私は、工務店で設計監督として家を作る仕事をしている。
地元の木を使った自然素材の家の心地良さを、設計・提案していく中で、次第に自分の仕事が「家を作る」仕事から「暮らしを提案する」仕事なんじゃないか、と思うようになった。
このキッチンでどんな料理を作りたいのか。
この窓からどんな景色を見たいのか。
ここにはどんなものを収納するのか。
など、暮らし方のより具体的なイメージをしながら設計することで、居心地の良い家ができていく。
設計者は、その具体的なイメージをお客さんに想像してもらう、またはお客さんの頭の中にある暮らしの理想像を引き出すという技術が必要である。

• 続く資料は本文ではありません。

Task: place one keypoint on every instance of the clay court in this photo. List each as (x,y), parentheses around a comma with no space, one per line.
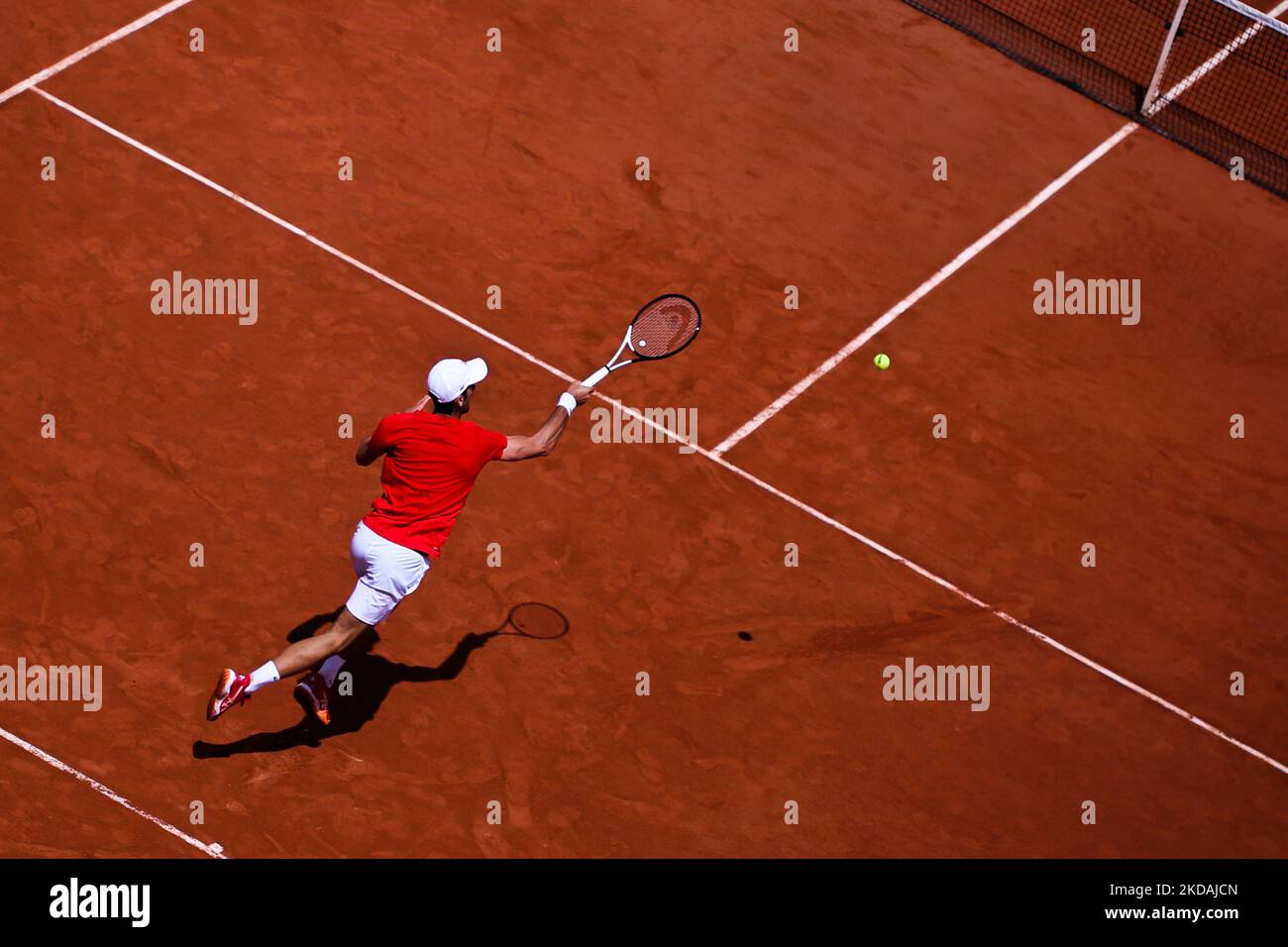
(518,169)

建築知識だけでは不十分で、あらゆる分野に興味を持ったり、アンテナをはることで、提案の幅を広げられると私は考える。

もともと実家暮らしの私は、社会人になっても、お母さんに毎日お弁当を作ってもらうような、家ではまるで何もしない娘で、仕事が終わって帰るときに「今から帰るよ」のLINEを送ると、家に着くと同時にお母さんが夕飯を出してきてくれる。食べ終わるとスッと器が下がり、「お風呂入っちゃいな」と風呂場に向かうと温まった湯舟が私を待っている。風呂上りにはアイスを食べて、隣の部屋にはすでに布団が敷かれており、歯を磨けばもう寝るばかり…そして翌朝目覚めると、朝ごはんとお弁当が用意されている…。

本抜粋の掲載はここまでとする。